Psychology, then, had worked itself to a breakdown by accepting the ‘sensationalistic’ analysis offered by Hume, and dragged philosophy with it. Yet the escape was as easy as the egg of Columbus to the insight of genius. William James had merely to invert the problem. Instead of assuming with Hume that because some experiences seemed to attest the presence of distinct objects, all connections were illusory and all experience must ultimately consist of psychical atoms, James had merely to maintain that this separation was secondary and artificial, and that experience was initially a continuum. Once this is pointed out, the fact is obvious. The stream of experience no doubt contains what it is afterwards possible to single out as ‘sensations,’ but it presents them also as connected by ‘relations.’ Moreover, the ‘sensations’ or ‘qualities’ and their ‘relations’ exhibit the immediate indiscerptible unity of a fluid rather than a succession of flashes. Temporal and spatial relations with all the connections they sustain are perceived just as directly as what we come to distinguish as the ‘things’ in them. ‘Consciousness,’ James insists, ’does not appear to itself chopped up in bits,’ and ’we ought to say a feeling of and, a feeling of if, a feeling of but, and a feeling of by, quite as readily as we say a feeling of blue or a feeling of cold. All things in experience naturally ‘compenetrate,’ to use a phrase of Bergson’s; they are distinct and they are united at the same time.

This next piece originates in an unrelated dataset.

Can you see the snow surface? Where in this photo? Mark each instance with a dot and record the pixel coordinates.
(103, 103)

The great crux in Hume is thus seen to be illusory. Immediate experience does not require ‘synthesis’: it calls for ‘analysis.’ It is not a jigsaw puzzle, to be pieced together without glue: it is a confused whole which has to be divided and set in order for clear thinking. Hume’s mistake was to have started from experience as partly analysed by common sense, and not from the flux as given. His ‘sensations’ were the qualities already analysed out of the flux; he took these selections for the whole and neglected the other less obvious features in it—viz., the relations which floated them.
Thus the puzzle ‘How do “relations” relate?’ received its solution in this new account of experience. Philosophers are puzzled by this question because they confuse percepts with concepts. Percepts are given in relation; but concepts, being ideal dissections of the perceptual flux, are discontinuous terms which have to be related by an act of thought, because they were made for this very purpose of distinction. Thus the eye sees cats sitting upon walls, as parts of a rural landscape, and without the sharp distinctions which exist between the concepts ‘cat,’ ‘upon,’ ‘wall.’ These ideas were meant to disconnect ‘the cat’ in thought from the site it sat upon. Thought, then, has made the ‘atomism’ it professed to find. It has only to unmake it, and to allow the distinctions it held apart to merge again into the stream of change.